In McGraw vs. Watson, 69 Iowa 348-350, the Court says, “one position of the plaintiff remains to be considered; it is shown that the City Council of Clinton adopted for its parliamentary governance Robert’s Rules of Order. It is contended that according to one of the rules all unfinished business fell to the ground when the term of service of the outgoing aldermen expired. But if we should concede that the rule in question became applicable, the most that could be said is that the Council violated one of its own rules of procedure ; but if the statute was complied with, as we hold it was, in the passage of the ordinance, we think it was valid.” Not only do these cases, in the absence of any case declaring void an act or an ordinance because in its passage the body enacting it had violated its own rules of procedure, which it had power to make or change at will, seem to me sufficient to establish the rule that where it appears that an act was passed in accordance with constitutional requirements, and an ordinance was passed in accordance with the requirements of the Constitution and laws of the State, the Courts will not inquire whether the two houses or bodies have or have not complied strictly with their own rules in their procedure upon the ordinance, intermediate between its introduction and its final passage, but this rule in my judgment rests upon the soundest principles Of public policy.

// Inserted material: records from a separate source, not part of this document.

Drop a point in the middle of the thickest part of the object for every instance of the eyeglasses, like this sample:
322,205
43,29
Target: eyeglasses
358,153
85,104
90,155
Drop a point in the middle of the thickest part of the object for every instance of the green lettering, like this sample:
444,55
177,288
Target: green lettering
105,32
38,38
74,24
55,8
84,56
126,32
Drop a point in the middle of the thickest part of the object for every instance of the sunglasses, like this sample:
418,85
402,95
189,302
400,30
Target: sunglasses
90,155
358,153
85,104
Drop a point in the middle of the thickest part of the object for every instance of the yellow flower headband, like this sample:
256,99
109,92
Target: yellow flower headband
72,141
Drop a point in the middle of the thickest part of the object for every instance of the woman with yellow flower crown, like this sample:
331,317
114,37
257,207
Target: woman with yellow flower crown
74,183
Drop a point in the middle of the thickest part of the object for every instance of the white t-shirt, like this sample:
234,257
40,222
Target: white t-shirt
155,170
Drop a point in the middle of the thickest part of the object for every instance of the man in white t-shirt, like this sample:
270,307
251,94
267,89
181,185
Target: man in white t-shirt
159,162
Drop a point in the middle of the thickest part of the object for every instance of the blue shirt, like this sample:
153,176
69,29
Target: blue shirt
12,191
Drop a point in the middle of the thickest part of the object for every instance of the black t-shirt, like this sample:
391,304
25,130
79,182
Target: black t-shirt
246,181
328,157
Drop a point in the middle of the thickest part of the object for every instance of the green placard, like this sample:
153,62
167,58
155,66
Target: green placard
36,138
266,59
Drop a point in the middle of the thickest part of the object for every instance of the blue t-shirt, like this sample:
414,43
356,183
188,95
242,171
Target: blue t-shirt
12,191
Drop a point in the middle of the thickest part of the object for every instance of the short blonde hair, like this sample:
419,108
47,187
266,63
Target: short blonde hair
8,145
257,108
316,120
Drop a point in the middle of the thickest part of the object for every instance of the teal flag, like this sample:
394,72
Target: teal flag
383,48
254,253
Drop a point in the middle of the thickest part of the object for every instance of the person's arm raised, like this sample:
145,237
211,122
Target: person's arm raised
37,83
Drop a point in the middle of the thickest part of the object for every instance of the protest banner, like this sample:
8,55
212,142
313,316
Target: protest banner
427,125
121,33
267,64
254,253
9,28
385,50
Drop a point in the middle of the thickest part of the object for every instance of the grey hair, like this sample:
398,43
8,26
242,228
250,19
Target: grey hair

If every ordinance of the Mayor and City Council could be impeached upon an inquiry into the facts which took place at its passage, as to whether the rules of procedure of the Council itself, rules which it has the power to make or unmake at pleasure, had been violated, all confidence in such ordinances would be destroyed, and these ordinances “instead' of receiving the sanction of the community would open the door to litigation and confusion.” The rules of the Council are made only for its own goverance, they are subject to change at any time; the Council itself by a long course of conduct may have placed an interpretation upon the rules, its own creatures, different from that which their language would ordinarily bear, and if their violation by the Council is to be a subject of inquiry by the Courts, ordinances which every member of the Council may supposed to have been properly passed, and to which there was no opposition, would be liable to be set aside or upheld as the proof of the existence of the rules of the Council itself, or their true meaning as interpreted by the actions of the Council itself, was or was not furnished to the Court, and no man in the community would be safe in acting upon any ordinance, although it was duly certified to the Mayor as having passed and had been approved by him, until every step in its passage had been examined in the Journals óf all the Branches, as well as all the prior actions of the Council in interpreting its *575own rulos. Such a suggestion cannot meet my approval. Entertaining these views it becomes unnecessary to determine the other questions discussed in argument, and, as it has been agreed that this case shall be treated as if upon final hearing, I will sign a decree dismissing the bill with costs.